Whether Jewish unity is threatened by a dispute in a synagogue or small community, or involves issues affecting greater numbers of people, it may not be long before an "us vs. them" dynamic develops, with each side seeking to discredit the other. In such an environment, those involved may not be able to prevent further damage even if they recognize it is mutually destructive. JCCG would seek to alleviate this problem in the following ways:


JCCG could create a team of volunteer mediators trained in conflict resolution techniques grounded in Jewish values. The mediators would come from different professions and backgrounds, increasing the likelihood that the parties involved could find a third party they could each respect. Unlike a Bet Din, a JCCG mediator would not have any legal or halachic authority to impose a solution on those involved. Thus, there would be less risk and greater willingness for the parties to utilize the resource at a time when their own efforts can be hindered by a variety of emotional, political and social pressures of the moment. Even if the mediator could not help the parties reach an agreement, he/she could minimize negative fallout and increase understanding and positive communication between those involved.


This idea would involve a designated phone line and internet cite where those seeking to resolve a conflict or minimize disunity could seek information. Just as there are a number of "Ask the Rabbi" features on Jewish web cites where one can anonymously request information about Jewish law and practice, JCCG internet and phone support could perform a similar function with respect to conflict resolution.


This program would seek to distribute relevant materials focusing on mediation/conflict resolution to leadership within synagogues and Jewish institutions. Its goal would be to help empower them in dealing with issues in a way which supports Jewish unity, and help to preempt escalation of people.


While the above outline for JCCG attempts to present specific programs to achieve its mission, like most new organizations, it could be viewed as a work in progress during its initial stages. However, the very establishment of JCCG itself could have an immediate impact by virtue of its singular, substantive focus on an issue that can often be neglected or marginalized amidst the many challenges facing the Jewish people.

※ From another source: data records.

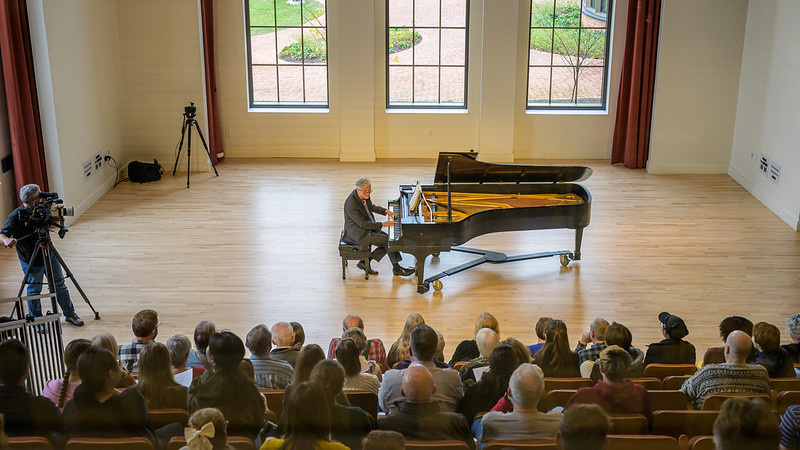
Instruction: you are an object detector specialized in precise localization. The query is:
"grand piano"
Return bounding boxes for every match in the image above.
[388,152,592,294]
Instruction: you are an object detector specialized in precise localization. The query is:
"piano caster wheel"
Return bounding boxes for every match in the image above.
[558,253,569,267]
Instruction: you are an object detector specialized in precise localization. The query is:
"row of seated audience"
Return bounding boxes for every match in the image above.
[0,310,800,449]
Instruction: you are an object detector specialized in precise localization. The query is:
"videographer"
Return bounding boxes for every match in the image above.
[0,184,83,327]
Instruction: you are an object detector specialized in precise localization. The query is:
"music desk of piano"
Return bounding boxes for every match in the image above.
[388,152,592,294]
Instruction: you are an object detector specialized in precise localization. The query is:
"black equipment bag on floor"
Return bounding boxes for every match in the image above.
[128,159,163,183]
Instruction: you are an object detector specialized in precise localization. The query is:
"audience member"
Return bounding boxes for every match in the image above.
[378,364,475,448]
[450,312,500,366]
[781,405,800,450]
[533,319,581,377]
[457,344,528,424]
[289,322,306,352]
[361,430,406,450]
[528,317,553,355]
[556,405,611,450]
[92,333,136,389]
[336,339,381,395]
[703,316,755,366]
[0,338,64,441]
[342,327,383,380]
[128,342,188,409]
[589,322,644,381]
[752,322,794,378]
[458,328,500,382]
[269,322,300,368]
[167,334,206,388]
[187,331,264,438]
[42,339,92,409]
[378,325,464,414]
[644,312,695,367]
[311,358,372,449]
[181,408,233,450]
[566,345,653,421]
[246,325,299,389]
[714,398,781,450]
[781,313,800,366]
[575,317,608,364]
[119,309,160,372]
[386,313,425,369]
[328,314,391,370]
[64,347,155,443]
[186,320,217,369]
[261,384,348,450]
[681,330,770,409]
[472,364,562,443]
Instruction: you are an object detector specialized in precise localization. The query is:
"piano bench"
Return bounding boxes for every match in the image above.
[339,236,369,280]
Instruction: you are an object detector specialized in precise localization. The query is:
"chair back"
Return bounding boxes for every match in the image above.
[484,439,558,450]
[344,391,378,417]
[661,375,692,391]
[644,364,697,380]
[627,377,661,391]
[653,410,719,438]
[606,434,680,450]
[66,437,154,450]
[647,390,692,411]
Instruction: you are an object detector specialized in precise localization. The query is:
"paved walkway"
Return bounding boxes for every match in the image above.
[250,0,603,102]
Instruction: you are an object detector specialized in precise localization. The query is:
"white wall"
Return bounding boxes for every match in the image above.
[647,0,752,173]
[728,0,800,230]
[28,0,122,220]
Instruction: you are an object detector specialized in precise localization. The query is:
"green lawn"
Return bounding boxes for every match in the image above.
[249,0,325,36]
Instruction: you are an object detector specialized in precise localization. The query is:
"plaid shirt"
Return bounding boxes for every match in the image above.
[119,339,152,372]
[575,341,607,364]
[328,338,391,369]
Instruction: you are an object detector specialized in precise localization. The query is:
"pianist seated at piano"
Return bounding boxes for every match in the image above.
[344,178,414,276]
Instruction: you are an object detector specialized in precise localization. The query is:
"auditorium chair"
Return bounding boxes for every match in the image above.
[653,410,719,439]
[8,436,53,450]
[647,390,693,411]
[689,436,717,450]
[644,364,697,380]
[339,230,369,280]
[406,440,469,450]
[66,437,154,450]
[606,434,689,450]
[700,391,774,410]
[777,391,800,414]
[484,439,558,450]
[661,375,692,391]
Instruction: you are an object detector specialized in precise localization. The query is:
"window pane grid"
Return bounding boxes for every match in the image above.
[386,0,469,108]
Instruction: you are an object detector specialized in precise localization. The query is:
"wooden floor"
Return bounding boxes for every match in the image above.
[0,159,800,356]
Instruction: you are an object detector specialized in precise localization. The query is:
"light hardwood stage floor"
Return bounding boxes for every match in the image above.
[0,159,800,358]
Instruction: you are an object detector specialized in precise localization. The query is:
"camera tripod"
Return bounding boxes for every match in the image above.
[172,108,219,188]
[11,227,100,320]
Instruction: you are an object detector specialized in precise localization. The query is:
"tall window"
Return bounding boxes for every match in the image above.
[245,0,328,108]
[527,0,612,110]
[386,0,469,109]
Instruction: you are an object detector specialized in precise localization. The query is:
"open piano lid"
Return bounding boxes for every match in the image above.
[433,152,592,183]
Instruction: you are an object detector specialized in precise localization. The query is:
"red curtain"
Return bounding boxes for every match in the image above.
[611,0,661,169]
[200,0,223,164]
[0,0,49,191]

There may not be easy answers for the many sources of division within the Jewish world. However, JCCG can strengthen a process of dealing with differences in a way which nurtures a deeper respect and love for the soul within each Jew. It can help prevent us from drowning in a multitude of labels, stereotypes and differences which too often divide our people. JCCG can be a critical resource to help keep the Jewish people focused on the ultimate common ground we all share -- a holy people striving to be a light unto the nations and bringing the world closer to G-d.